House Speaker Paul Ryan’s announcement that he plans to give up his gavel at the end of this Congress without waiting to see if voters tear it from his grasp in November wasn’t a total surprise; it had been rumored for months, despite regular denials from his camp.
But its occurrence at this particular moment, with the GOP struggling to hang onto control of the House, and with the perpetual restlessness of House conservatives never far from the surface, could be more than a little problematic.
Ryan’s availability as Speaker next year should not in theory have any major negative impact on Republican prospects for November (though his retirement from the House does put his own district into play). After all, midterm elections typically revolve around perceptions of the president, and the president we have right now is particularly adept at dominating political life.

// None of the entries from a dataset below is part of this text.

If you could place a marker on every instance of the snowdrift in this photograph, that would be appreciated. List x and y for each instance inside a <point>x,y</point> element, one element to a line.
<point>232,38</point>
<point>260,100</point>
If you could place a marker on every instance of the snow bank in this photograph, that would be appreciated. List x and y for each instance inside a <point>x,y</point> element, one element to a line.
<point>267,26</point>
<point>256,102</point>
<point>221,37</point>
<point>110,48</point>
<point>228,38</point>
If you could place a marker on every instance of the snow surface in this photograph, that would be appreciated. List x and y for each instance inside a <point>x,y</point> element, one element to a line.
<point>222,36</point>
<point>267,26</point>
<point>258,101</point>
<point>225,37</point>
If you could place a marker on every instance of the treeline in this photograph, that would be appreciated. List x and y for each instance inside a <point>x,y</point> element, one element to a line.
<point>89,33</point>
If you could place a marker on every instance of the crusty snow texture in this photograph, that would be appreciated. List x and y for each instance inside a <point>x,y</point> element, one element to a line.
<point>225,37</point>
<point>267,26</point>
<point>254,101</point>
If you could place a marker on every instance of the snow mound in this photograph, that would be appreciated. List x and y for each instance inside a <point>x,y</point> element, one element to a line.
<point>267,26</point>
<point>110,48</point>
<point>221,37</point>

But there are already signs that Republican donors and other movers-and-shakers may think Ryan’s decision to pack it in reflects an understanding that the electoral landscape is even worse than they imagined. And according to “one of Washington’s best-wired Republicans,” who is quoted by Axios, they may join Ryan in heading for the hills:
“This is a Titanic, tectonic shift … This is going to make every Republican donor believe the House can’t be held.” The announcement will help Senate Majority Leader Mitch McConnell (R-Ky.) in his fundraising because “the Senate becomes the last bastion,” the Republican said.
From this perspective, Ryan’s retirement is an effect rather than a cause of electoral agony for his party. But talk among donors of writing off the House as a lost cause this early in the cycle could represent a self-fulfilling prophecy.
Beyond November, Ryan’s self-defenestration could return House Republicans to the state of constant factional conflict in which they lived during the tenure of his predecessor, John Boehner. A leadership contest, most likely featuring Majority Leader Kevin McCarthy of California and Majority Whip Steve Scalise of Louisiana, will soon ensue unless the latter decides to defer to the former’s seniority. Even then, McCarthy must prove himself acceptable to the conservatives who derailed his speakership campaign in 2015, or he could fall short of the votes he needs to win the gavel, paving the way for Scalise, who is perceived as being more ideologically rigorous.
But McCarthy has been working on his ideological street cred, most recently by taking the lead on a “rescissions” proposal aimed at clawing back appropriations recently made in the omnibus appropriations measure signed by the president last month. While it’s not likely to fly in the Senate, the proposal is a salve to the wounds of conservatives angry about concessions to Democrats that enabled passage of the omnibus. And it also offered another chance for McCarthy to work in tandem with the angriest Republican of them all, Donald Trump, who is known to be quite fond of the Californian. That could be McCarthy’s, er, Trump card, according to Politico:
The California Republican has a lot going for him that he did not three years ago, most notably his tight relationship with President Donald Trump, who calls him “my Kevin.” If Trump endorses McCarthy for the job, as McCarthy allies think he would, the president’s sway with conservatives could help seal the deal.
Whether or not they back McCarthy, conservatives will continue to hold disproportionate power in the House GOP conference, and that power would be enhanced by a poor general election showing this year, a result more likely to befall modestly conservative members in swing districts. You’d think three years of leadership from the famously conservative Paul Ryan would have reduced the extremist pressure on House Republicans. But then Ryan, after all, was mostly defeated in his career-long assault on the welfare state. And if there’s one thing most conservatives believe, it’s that the answer to conservatism’s failures is to keep moving to the right.